Ilustrasi
PUISI, Lorongka.com- Aroma musim semi. Si pelayan bar. Segelas kopi, payudara besar, dan mata seperti binatang yang cemberut dalam dekorasi kanvas.Aku merias wajah terluka dari pensil, tembakau, dan buku. Pada ujung batang rokok yang ditumbuhi ciuman, merayap diantara kelopak bunga, menyerap darah dari dasar air mata.
Aku mulai menulis puisiku dari hentakan lampu rumah bordil. Berdesir ketika Nona. Georgina Bayer seorang waria penari telanjang Selandia Baru, yang pernah menjabat Wali Kota Carterton, tiba-tiba berjongkok di tepi jurang, nyaris bunuh diri sebab trauma disodomi oleh empat pemuda yang tidak di kenal.
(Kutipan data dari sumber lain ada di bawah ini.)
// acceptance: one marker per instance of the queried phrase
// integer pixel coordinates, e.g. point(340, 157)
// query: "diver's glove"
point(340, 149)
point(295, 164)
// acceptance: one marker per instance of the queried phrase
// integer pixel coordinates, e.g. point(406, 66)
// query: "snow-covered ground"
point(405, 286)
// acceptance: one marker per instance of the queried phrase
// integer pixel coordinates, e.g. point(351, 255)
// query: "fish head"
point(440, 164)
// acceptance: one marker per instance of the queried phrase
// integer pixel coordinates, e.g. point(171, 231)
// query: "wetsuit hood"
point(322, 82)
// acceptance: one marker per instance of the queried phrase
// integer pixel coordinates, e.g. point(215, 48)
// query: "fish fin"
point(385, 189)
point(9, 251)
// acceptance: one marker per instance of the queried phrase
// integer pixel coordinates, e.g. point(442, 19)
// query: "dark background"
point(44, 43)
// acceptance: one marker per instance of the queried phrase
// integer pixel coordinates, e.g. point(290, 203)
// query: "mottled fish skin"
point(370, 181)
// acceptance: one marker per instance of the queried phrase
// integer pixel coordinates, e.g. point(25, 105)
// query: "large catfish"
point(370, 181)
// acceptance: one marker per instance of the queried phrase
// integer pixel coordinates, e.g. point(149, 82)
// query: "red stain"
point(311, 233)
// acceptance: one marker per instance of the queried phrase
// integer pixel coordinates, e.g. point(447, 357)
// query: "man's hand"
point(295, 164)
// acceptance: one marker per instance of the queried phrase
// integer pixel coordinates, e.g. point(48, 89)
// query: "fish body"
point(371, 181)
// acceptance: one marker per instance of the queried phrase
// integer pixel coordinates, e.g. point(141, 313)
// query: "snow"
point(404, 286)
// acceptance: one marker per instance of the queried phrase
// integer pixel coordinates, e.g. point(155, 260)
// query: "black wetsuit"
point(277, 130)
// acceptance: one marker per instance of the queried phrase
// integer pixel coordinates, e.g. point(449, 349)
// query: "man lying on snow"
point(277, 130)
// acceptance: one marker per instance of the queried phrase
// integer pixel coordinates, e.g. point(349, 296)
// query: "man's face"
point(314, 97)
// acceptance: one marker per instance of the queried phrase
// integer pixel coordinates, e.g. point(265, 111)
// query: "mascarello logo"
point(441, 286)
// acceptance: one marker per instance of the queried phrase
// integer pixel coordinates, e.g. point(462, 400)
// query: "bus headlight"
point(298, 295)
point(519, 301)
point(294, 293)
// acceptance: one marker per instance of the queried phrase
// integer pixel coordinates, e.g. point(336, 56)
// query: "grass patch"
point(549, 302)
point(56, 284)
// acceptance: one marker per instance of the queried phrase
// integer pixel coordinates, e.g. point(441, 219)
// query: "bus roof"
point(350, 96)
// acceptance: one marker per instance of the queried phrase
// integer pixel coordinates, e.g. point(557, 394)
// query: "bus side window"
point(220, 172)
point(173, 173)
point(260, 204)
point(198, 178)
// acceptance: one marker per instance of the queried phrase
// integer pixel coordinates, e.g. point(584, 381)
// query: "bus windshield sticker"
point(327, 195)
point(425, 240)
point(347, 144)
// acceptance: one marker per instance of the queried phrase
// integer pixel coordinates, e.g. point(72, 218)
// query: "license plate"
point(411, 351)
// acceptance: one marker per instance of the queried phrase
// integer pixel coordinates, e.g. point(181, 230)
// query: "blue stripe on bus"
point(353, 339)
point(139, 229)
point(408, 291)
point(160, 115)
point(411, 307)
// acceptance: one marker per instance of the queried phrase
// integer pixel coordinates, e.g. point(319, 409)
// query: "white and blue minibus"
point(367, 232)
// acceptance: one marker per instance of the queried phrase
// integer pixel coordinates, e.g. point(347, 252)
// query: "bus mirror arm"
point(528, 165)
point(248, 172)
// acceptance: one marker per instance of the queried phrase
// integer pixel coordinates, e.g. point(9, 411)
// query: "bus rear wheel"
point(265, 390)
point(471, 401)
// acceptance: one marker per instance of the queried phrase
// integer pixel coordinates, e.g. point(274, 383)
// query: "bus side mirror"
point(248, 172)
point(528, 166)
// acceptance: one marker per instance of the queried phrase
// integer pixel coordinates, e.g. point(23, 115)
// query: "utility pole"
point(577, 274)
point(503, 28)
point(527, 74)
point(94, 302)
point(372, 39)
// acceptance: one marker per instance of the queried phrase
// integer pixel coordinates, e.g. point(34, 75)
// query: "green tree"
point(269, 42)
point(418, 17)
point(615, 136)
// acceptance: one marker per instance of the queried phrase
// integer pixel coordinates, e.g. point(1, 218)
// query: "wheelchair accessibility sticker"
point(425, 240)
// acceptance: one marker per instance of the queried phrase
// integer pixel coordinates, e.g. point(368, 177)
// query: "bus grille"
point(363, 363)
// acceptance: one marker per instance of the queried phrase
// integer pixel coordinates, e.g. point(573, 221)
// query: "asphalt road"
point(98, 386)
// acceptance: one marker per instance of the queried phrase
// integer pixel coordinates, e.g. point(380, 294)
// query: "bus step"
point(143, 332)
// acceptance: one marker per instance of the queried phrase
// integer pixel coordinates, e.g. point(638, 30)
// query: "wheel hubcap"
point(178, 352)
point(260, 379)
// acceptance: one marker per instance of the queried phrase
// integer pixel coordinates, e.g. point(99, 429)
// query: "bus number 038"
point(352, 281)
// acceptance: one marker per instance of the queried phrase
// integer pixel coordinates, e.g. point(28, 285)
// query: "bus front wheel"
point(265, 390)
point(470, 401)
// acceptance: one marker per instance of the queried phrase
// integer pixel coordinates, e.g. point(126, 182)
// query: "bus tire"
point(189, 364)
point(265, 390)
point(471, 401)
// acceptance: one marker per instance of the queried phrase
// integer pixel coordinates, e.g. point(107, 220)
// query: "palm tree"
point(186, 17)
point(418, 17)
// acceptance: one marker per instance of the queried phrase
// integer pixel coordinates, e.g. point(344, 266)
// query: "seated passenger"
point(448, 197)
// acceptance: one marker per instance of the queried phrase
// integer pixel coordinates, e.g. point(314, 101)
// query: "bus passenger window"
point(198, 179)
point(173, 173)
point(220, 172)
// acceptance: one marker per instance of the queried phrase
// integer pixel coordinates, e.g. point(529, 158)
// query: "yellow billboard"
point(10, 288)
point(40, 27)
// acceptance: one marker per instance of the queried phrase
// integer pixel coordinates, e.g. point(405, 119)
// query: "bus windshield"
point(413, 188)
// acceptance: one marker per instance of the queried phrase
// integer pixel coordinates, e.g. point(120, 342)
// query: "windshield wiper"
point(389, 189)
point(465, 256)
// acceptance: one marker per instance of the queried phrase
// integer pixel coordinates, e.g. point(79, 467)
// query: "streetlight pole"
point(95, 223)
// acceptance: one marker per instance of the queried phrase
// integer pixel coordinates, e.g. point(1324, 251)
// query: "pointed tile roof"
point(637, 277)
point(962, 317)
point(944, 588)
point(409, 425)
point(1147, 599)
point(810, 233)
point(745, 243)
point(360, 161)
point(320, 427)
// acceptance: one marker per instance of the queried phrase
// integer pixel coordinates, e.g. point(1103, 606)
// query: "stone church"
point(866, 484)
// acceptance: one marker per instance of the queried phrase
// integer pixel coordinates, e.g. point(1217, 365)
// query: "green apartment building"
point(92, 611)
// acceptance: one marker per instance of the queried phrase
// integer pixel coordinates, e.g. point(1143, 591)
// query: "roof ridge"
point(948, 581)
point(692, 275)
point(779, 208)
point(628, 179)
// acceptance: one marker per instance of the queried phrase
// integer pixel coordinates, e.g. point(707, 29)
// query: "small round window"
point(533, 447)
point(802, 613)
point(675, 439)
Bulan Juni. Di jalan setapak yang sempit, kita mengulang tanya. Kemana tulang-belulang para pelacur kekaisaran yang telah lama hilang? Mengapa mereka rela menjadi selir demi jubah dalam pandangan babu? Hari itu mendung dan, alismu menyelinap melalui kabut di bibirku yang perlahan mengkerut diantara koin-koin yang terkubur tanpa berkarat.
Itu dulu. Mimpi sama kosongnya dengan kenyataan. Saat semua tangan mulai terampil menggambar mahkota perawan tanpa penghapus, aku masih sibuk mengemas keheningan makna dan membungkusnya.
Mungkin di sana, saat bulan purnama pertama menyelinap di atas bangunan ibu kota, ada karpet tebal untuk rindu saat melangkah ke ruang untuk cinta, dan menyaksikan mosaik Theodora menjelma permaisuri hanya dengan ujung kuas di cermin berbintik, mampu menggemparkan konstantinopel.
Atau Aspasia yang berpose mengenakan bra dan celana dalam di bawa sinar matahari menjadi malaikat bayangan di hidung para pria belang Athena.
Atau karakter opera yang tragis dari para budak-budak pelayan yang malang, seperti poster tanaman merambat di bingkai jendela bangunan perlemen yang membosankan.